The ongoing relationship with groups such as the Haqqani network, Bokhari believes, is simply the ISI’s way of managing a group it is unwilling to pick a fight with. 

The immediate hope for the government is that the new ISI chief will dispel the widespread belief that it has tried to undermine Nawaz Sharif, the embattled prime minister, who has been weakened by street protests in the capital led by opposition politician Imran Khan and Tahir-ul-Qadri, a cleric with a committed following. 

Javed Hashmi, the former president of Khan’s Pakistan Tehreek-e-Insaf (PTI) party, accused the former cricketer of attempting to topple Sharif’s government under the direction of ISI spies. 

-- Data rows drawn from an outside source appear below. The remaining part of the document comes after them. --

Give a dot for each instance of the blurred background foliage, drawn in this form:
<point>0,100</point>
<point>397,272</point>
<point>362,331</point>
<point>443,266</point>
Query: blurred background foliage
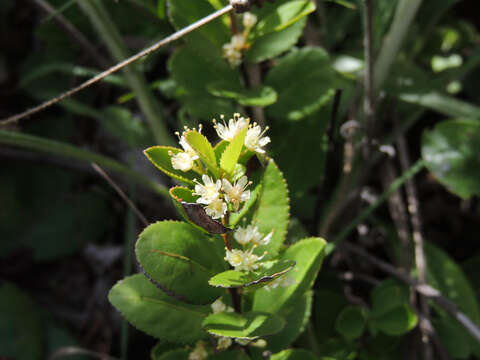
<point>66,236</point>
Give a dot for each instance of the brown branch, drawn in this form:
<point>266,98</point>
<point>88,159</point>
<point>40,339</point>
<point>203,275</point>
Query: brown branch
<point>421,288</point>
<point>413,206</point>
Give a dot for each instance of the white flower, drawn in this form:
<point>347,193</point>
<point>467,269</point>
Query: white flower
<point>282,281</point>
<point>224,343</point>
<point>209,191</point>
<point>251,234</point>
<point>236,193</point>
<point>254,140</point>
<point>232,51</point>
<point>216,209</point>
<point>199,353</point>
<point>182,161</point>
<point>228,132</point>
<point>249,20</point>
<point>243,260</point>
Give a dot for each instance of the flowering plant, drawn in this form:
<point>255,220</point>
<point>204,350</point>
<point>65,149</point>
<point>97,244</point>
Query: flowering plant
<point>224,272</point>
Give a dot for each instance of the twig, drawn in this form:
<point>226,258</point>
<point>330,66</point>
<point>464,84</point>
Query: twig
<point>120,192</point>
<point>369,104</point>
<point>422,288</point>
<point>73,31</point>
<point>175,36</point>
<point>413,206</point>
<point>415,168</point>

Sharif’s relationship with the ISI soured dramatically this year when Geo News, the country’s most popular television station, accused the incumbent director general, Zaheer-ul-Islam, of attempting to kill its star journalist during an April shootout in Karachi

The government chose not to challenge the unprecedented public attack on the ISI and Sharif even made a point of rushing to the bedside of the wounded journalist. 

Back in 2008, Akhtar wrote that “the role of the military should be limited to ensuring the nation’s security from external threats”. Sharif can only hope that he meant it.